Saturday, January 13, 2024

Don't throw caution to the wind for S-Reits

The financial world - broker analysts in particular - have turned bullish on S-Reits as a horde.  You can read about their upgrades [here], [here], [here] and [here].

What's with the sudden exuberance?

The answer: Words.

Literally.

Post the 12-13 December 2023 meeting of the U.S. Federal Reserve, Federal Open Market Committee (FOMC), a press release was made.

Here is a snippet from the official statement:

"The Committee seeks to achieve maximum employment and inflation at the rate of 2 percent over the longer run.  In support of these goals, the Committee decided to maintain the target range for the federal funds rate at 5-1/4 to 5-1/2 percent.  The Committee will continue to assess additional information and its implications for monetary policy.  In determining the extent of any additional policy firming that may be appropriate to return inflation to 2 percent over time, the Committee will take into account the cumulative tightening of monetary policy, the lags with which monetary policy affects economic activity and inflation, and economic and financial developments.  In addition, the Committee will continue reducing its holdings of Treasury securities and agency debt and agency mortgage-backed securities, as described in its previously announced plans.  The Committee is strongly committed to returning inflation to its 2 percent objective." [emphasis mine]

If you have read the above paragraph attentively, you will notice that the Fed did NOT say, "That's it, folks.  We are done jacking up interest rates.  On the other hand, we will start cutting interest rates in 2024. Bring out the champagne!"

And yet, the financial world chewed on the announcement, consulted the stars and reacted as if the rate cut is a sure thing.

Granted, the Fed's latest dot plot, which shows the interest rate projections of individual FOMC members, highlighted the possibility of 75 basis points easing in 2024.  But we ought to remember that these are merely projections and not set in stone.

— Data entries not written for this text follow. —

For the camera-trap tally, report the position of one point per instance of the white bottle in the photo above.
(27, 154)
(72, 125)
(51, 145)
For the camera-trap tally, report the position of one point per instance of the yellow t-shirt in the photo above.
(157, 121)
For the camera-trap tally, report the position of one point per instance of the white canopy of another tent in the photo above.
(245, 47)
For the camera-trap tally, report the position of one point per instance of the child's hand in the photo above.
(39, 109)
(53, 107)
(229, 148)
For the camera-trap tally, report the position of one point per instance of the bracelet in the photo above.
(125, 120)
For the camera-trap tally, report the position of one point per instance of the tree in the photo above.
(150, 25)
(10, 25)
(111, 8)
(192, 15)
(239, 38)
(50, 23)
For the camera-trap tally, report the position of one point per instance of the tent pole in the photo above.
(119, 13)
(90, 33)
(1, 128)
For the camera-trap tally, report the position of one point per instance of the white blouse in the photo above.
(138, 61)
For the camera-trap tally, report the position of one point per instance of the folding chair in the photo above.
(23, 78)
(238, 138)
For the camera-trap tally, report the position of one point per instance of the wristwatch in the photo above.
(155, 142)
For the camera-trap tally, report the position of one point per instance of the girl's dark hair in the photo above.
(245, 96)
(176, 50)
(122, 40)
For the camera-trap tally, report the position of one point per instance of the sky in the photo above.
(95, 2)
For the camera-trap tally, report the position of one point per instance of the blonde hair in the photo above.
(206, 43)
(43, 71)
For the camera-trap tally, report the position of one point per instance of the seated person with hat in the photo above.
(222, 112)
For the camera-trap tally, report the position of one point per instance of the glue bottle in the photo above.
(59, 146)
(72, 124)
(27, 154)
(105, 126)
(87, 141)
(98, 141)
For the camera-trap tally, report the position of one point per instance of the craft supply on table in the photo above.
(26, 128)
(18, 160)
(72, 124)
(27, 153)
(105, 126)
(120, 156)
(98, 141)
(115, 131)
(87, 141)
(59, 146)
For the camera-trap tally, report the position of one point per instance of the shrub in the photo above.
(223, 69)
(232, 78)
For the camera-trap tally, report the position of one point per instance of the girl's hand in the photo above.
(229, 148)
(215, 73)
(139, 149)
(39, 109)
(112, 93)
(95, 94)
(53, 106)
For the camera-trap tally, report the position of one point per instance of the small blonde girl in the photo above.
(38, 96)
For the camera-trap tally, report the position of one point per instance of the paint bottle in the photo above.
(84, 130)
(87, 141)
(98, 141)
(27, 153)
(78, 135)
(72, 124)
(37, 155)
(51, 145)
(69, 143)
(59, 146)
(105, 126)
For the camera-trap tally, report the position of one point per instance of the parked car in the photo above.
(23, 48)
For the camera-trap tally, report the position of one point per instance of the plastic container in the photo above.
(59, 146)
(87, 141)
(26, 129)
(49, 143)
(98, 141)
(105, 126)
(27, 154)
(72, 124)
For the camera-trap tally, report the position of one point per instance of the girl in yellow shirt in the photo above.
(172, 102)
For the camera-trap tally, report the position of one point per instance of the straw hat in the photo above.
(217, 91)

Interestingly, the Minutes of the December meeting [here] showed that the FOMC members had gone through the trouble to choose their wording carefully, so as not to cause the animal spirits to run amok:

"Members generally viewed the addition of the word 'any' to this sentence as appropriately relaying their judgment that the target range for the federal funds rate was likely now at or near its peak for this policy tightening cycle while leaving open the possibility of further increases in the target range if these were warranted by the totality of the incoming data, the evolving outlook, and the balance of risks." [italics mine]

The market heeded the front part of the message and threw away the rest.  The Fed had emphasized that any rate decision will depend on incoming economic data (which is what the Fed has always done).  The latest U.S. inflation print came in at 3.4% y/y on Thursday, higher than the previous month's 3.1%.  If the number continues to persist around this band, while no risk to the economy emerges, there is a chance that the Fed is going to sit pat on their hands and do nothing to the federal fund rate for now.

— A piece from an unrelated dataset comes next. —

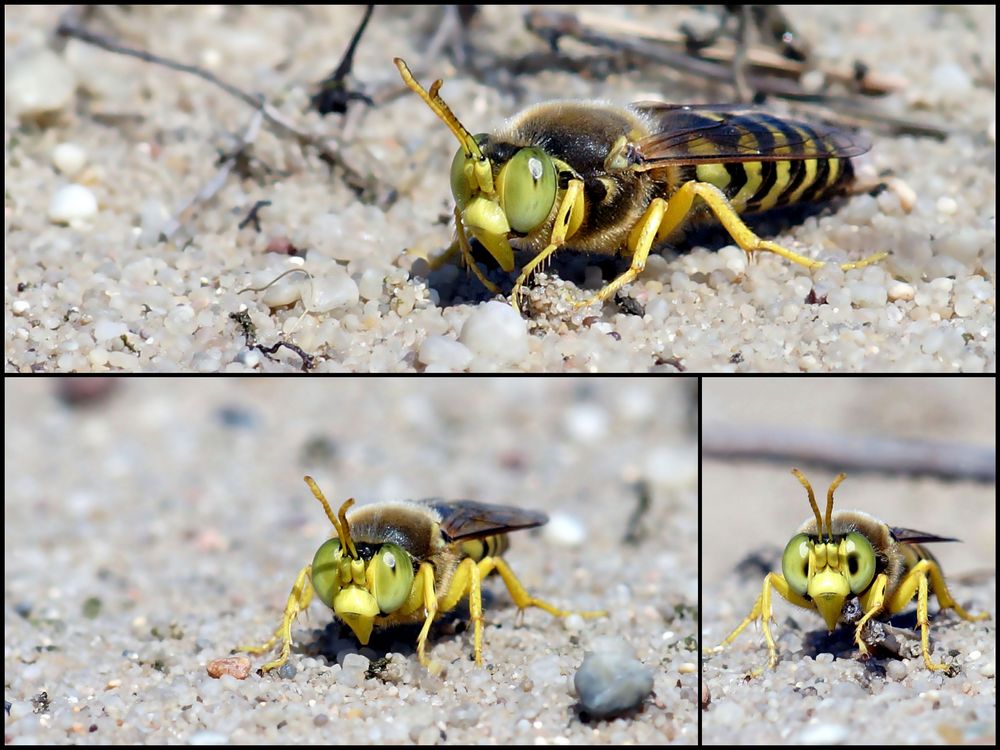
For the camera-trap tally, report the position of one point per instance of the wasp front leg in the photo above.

According to CME FedWatch, four out of five traders think the first easing will happen in March.  Most participants are confident it will happen by mid-year.


There are financial experts who think that the Fed may have to cut interest rates steeper than expected, such as JP Morgan Asset Management [here].

Regardless, I play the Devil's advocate, and question WHAT IF the U.S. inflation remains sticky and the rate cut does not happen until after June?

This means any relief is only likely to come in the later half of the year.  Hence, it may be prudent not to throw caution to the wind for S-Reits just yet.

The impact of high cap rates has yet to be reflected in the property valuation of most S-Reits.  Last month, Elite Commercial Reit reported a portfolio valuation value that was 11.5 percent lower than the previous year [here].  Meanwhile, Manulife U.S. Reit reported a 8 percent decline in property valuation [here].  Not to forget the warning by CapitaLand Investment of the significant valuation decline for the past financial year [here].

Add to the fact that most S-Reits will have to refinance their debt at a higher cost this year with no certainty that salvation is just around the corner.

In short, go into any trade with your eyes wide open.  Things can get messy before they get better.  But don't take my word for it.